One reason is that I can seek feedback from coworkers and polish the POC. I also can take advantage of infrastructure that may be cost prohibitive to test something at scale based on real world usage.
The other reason is that for my next job, it’s much more impressive to say I spearheaded work for a company than a hobbyist side project.
Yes I know one advantage of your own side project is that you can show your code. But most of the time the hiring manager isn’t going to take time to look at your work anyway.
I have personally been fortunate enough to have unfettered Admin access to an AWS account on someone else’s dime between two jobs for the past five years where I could experiment and learn on the job.
If your personal projects are "work" then yes do not bother. These are my creative outlet and where I get to enjoy coding again. My day job is massive .net/angular/sql projects that are just meh.
I enjoy working on my side projects more so than other hobbies, I have fun with them, it's not "work" in the sense as I think you mean. I'm not working towards "greatness" as much as I have ideas for projects that I think should exist and then want to bring them into existence.

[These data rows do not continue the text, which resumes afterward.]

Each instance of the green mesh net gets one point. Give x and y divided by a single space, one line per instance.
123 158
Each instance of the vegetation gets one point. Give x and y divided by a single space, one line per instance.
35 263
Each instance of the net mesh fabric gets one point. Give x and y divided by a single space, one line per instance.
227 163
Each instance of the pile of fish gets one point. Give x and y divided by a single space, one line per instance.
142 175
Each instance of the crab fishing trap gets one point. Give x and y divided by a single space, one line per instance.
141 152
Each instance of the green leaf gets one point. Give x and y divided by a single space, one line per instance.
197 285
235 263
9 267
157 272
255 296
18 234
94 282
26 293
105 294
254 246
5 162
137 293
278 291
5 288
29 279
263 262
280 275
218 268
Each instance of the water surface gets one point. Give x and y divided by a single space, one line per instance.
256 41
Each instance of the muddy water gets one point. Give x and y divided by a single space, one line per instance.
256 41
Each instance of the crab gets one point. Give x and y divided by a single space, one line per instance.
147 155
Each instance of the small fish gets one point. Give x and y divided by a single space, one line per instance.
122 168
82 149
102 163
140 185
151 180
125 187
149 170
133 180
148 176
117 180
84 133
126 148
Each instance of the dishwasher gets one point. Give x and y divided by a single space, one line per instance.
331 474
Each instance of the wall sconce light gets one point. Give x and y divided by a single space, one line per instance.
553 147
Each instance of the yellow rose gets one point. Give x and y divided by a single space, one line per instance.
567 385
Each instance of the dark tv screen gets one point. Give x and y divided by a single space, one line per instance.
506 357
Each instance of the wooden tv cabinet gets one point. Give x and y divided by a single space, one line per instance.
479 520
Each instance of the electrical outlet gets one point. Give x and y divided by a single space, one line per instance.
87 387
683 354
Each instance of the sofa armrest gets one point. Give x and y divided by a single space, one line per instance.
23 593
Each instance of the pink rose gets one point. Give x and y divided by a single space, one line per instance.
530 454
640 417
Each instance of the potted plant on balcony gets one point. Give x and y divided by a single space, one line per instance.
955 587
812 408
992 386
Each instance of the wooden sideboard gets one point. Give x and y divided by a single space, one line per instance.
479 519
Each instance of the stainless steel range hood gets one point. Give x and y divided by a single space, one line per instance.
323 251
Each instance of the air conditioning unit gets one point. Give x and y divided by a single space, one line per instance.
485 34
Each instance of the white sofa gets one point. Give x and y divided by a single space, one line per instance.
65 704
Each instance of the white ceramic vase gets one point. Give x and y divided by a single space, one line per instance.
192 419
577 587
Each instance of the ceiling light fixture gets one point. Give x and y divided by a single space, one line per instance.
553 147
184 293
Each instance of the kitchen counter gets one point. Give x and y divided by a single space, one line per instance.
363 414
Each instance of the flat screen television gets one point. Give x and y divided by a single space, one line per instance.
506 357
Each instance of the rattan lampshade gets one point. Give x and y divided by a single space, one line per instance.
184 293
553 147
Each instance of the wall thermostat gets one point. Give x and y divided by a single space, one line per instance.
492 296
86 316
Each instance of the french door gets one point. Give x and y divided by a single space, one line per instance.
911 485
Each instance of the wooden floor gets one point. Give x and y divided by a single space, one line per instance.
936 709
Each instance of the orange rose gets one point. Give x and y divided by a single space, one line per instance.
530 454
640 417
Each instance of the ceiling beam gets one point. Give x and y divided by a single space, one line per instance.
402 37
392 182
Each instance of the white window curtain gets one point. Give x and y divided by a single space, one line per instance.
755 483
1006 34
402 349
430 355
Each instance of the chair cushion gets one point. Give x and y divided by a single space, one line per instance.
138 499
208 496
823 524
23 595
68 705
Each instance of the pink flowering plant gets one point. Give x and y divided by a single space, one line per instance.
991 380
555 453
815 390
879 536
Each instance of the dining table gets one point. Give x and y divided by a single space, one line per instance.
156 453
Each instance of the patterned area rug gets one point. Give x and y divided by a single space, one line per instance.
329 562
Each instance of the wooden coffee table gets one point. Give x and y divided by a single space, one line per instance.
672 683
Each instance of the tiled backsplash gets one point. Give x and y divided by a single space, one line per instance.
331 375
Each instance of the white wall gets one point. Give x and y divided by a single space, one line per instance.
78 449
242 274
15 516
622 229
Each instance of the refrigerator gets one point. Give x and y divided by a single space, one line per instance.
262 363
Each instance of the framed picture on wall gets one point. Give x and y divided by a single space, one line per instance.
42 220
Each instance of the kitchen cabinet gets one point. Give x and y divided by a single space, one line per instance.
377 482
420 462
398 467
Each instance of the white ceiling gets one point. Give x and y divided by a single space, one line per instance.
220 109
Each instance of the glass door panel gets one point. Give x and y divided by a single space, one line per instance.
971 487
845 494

I truly and deeply find my chosen projects interesting and stimulating in a way other things aren't.
I don't view work as a bad thing, with the caveat that it has to be productive and interesting work that goes towards something I think is impactful where the definition of impactful is personal.
I'm not saying your way is incorrect or bad or anything, just providing the perspective of someone who spends a lot of time working and how I feel about it.
I certainly don't think you have to, and I don't think that's what Graham is saying, either. For those who are ambitious/do seek "greatness" in some form, though, I think this is a good article.
> Kafka never married. According to Brod, Kafka was "tortured" by sexual desire … his life was full of "incessant womanising" and that he was filled with a fear of "sexual failure".[64] Kafka visited brothels for most of his adult life[65][66][67] and was interested in pornography.[63] In addition, he had close relationships with several women during his lifetime. On 13 August 1912, Kafka met Felice Bauer, a relative of Brod's, who worked in Berlin as a representative of a dictaphone company. A week after the meeting at Brod's home, Kafka wrote in his diary:
Isn’t that the point though? Do you think on his death bed when he looked back at his relatively short life he took solace in the fact that years in the future some random people admired his “greatness” even though his personal life was a mess?
I don't pretend to have any idea of his interior life but I do think that if he invested his time in being great at his job rather than a passion project with no real practical purpose he would be forgotten. I like being a dad but I don't think everyone has to do that or aspire to it.
I spend eight hours+ a day supporting my addiction to food and shelter. Why would I spend my free time working toward “greatness” instead of doing hobbies I enjoy and spending time with friends and family?
Any other time I have I’m spending working out and training for runs - neither of which I will ever be great at.